Fat's not really the martial arts kind of guy, though. He's a Gun Fu type, capable of firing two pistols while sailing through the air. And in this film, he's John Lee, an expert assassin who balks at retaliating against a cop, Stan Zedkov (Michael Rooker).
The plot is interesting: John performed two other successful assassination attempts, but he has a mother and sister who will die if he doesn't complete the third. When he realizes the third job requires him to kill Zedkov's son, he disobeys the crime boss' (Terence Wei, played by Kenneth Tsang) orders. The only way John's family will survive is if he kills Wei before the crime boss gives the order.
So suddenly, the bad guy becomes the good guy. The director (Antoine Fuqua) wisely realized that watching Fat shoot people gets boring after awhile. So he cast Mira Sorvino as Meg Coburn, an expert forger who creates passports. John gets embroiled with Meg when Wei's thugs show up at her apartment to kill them both.
Sorvino's character is a curiosity as much as she is a sidekick. She can have her kneecap busted and recover in minutes. She can cap a bad guy with a perfect headshot. And yet she can't seem to actually wear any clothes correctly. Her dresses are always partially zipped up or unbuttoned. I'm not complaining, mind you.
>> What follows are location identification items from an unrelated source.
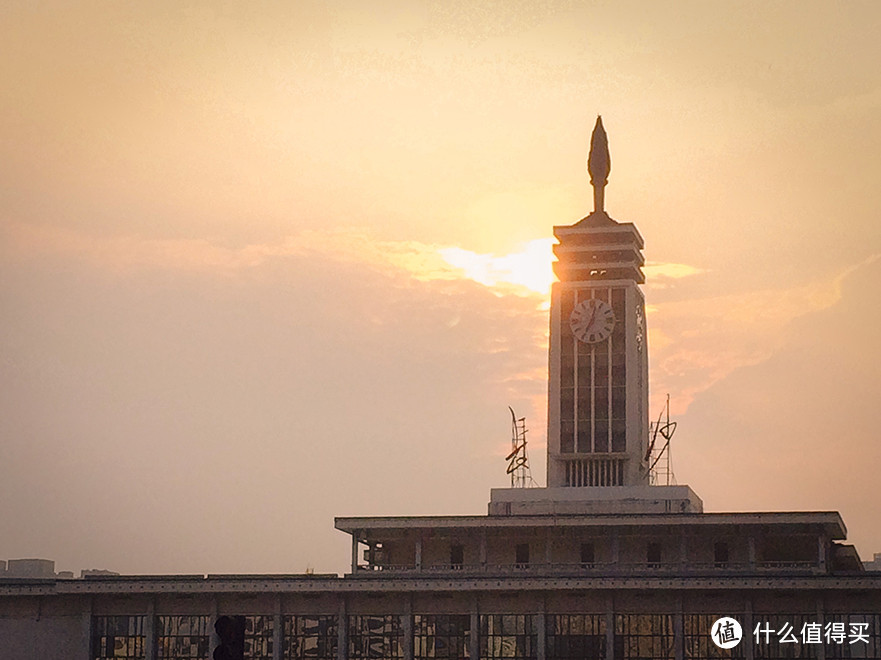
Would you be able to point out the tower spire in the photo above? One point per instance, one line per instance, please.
(599, 164)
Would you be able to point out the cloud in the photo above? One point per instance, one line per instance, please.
(696, 342)
(799, 429)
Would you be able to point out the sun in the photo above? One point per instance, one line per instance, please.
(529, 268)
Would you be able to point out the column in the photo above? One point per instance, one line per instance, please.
(610, 628)
(474, 636)
(354, 552)
(407, 627)
(342, 630)
(748, 626)
(277, 630)
(150, 631)
(678, 631)
(213, 639)
(541, 635)
(615, 548)
(86, 631)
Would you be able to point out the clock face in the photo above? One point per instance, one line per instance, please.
(640, 330)
(592, 320)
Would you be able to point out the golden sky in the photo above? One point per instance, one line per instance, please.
(264, 264)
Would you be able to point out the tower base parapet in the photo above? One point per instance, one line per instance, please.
(594, 500)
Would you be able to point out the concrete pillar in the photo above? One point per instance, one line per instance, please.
(277, 631)
(541, 632)
(86, 628)
(678, 631)
(615, 548)
(748, 626)
(213, 639)
(407, 627)
(354, 552)
(474, 633)
(150, 631)
(342, 631)
(610, 629)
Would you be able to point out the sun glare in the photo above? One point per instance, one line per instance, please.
(529, 268)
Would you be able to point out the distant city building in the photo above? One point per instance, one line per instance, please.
(602, 564)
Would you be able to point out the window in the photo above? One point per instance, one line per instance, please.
(698, 643)
(653, 555)
(259, 631)
(720, 554)
(441, 636)
(576, 636)
(508, 636)
(587, 555)
(118, 638)
(310, 637)
(183, 637)
(376, 637)
(644, 637)
(457, 556)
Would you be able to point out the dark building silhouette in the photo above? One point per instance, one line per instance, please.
(603, 563)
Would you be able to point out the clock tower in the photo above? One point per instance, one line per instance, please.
(598, 364)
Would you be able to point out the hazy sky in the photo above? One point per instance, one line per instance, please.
(266, 263)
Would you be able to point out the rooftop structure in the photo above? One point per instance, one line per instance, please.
(601, 564)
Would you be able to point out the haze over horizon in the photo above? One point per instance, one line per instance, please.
(265, 265)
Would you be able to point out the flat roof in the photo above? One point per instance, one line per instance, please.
(830, 521)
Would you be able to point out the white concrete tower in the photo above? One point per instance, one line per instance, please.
(598, 365)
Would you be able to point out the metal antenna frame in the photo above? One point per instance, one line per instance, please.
(518, 460)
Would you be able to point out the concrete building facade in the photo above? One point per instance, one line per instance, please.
(601, 564)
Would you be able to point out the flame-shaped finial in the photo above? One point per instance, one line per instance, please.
(599, 164)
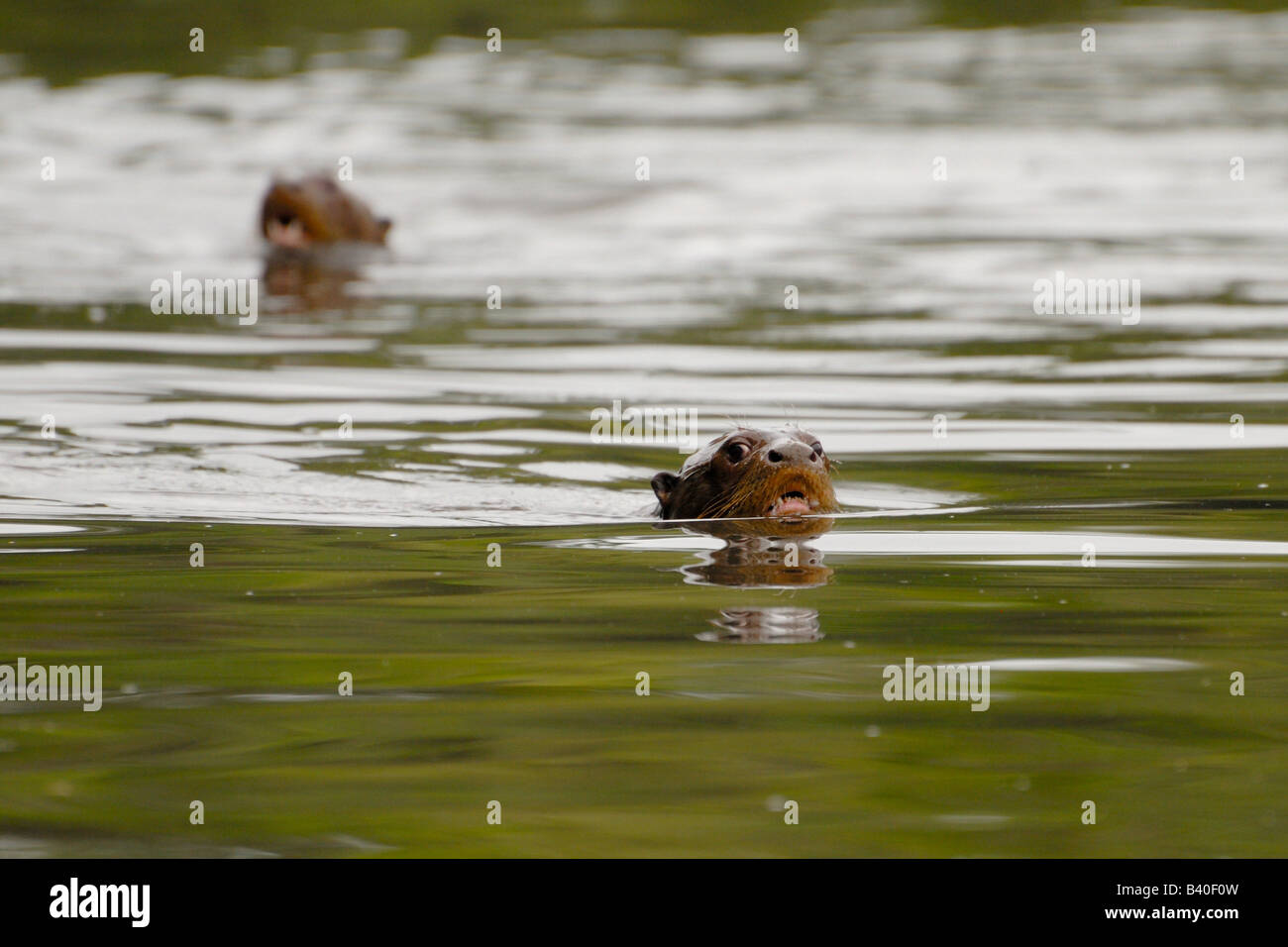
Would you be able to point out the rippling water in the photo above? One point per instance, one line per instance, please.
(128, 436)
It's just that Meg comes off more as a walking distraction as opposed to a character that's integral to the plot.
There's some implication that a romance might be burgeoning between the white girl and the Asian guy, but the film doesn't have the guts to go there (shades of Romeo Must Die). The most we get is a hug and a stroke of the cheek.
The rest of the film is people shooting other people. About midway through the movie, Wei hires the bad guys that give the film its moniker: replacement killers. These killers (Til Schweiger and Danny Trejo) are supposed to be really mean and nasty, but their only distinguishing character is that they have more powerful weapons than everybody else. And dress better.
These days, it's difficult to show that a character is an expert killer with firearms. It's one thing to throw a knife and skewer someone at 50 paces in the throat. It's another to pull off a successful headshot in a film when everybody, including the cute chick, kills everybody else with one shot. Danny Trejo in Desperado was a scary bounty hunter with mad knife throwing skillz; Danny Trejo in Replacement Killers is just a guy with a big rifle.
What makes the movie worth watching is Fuqua's direction. He knows what he's doing and he does it well. Music is well timed and appropriate (scored by Harry Gregson Williams), even during an exchange of gunfire. There are inventive and acrobatic shots of Fat diving, rolling, shooting, and sliding. If it weren't so spattered with blood, the choreography might be considered beautiful.
Replacement Killers makes no excuses for what it is. That doesn't make it a great film either. But I enjoyed it for what it was: Gun Fu ballet at its finest.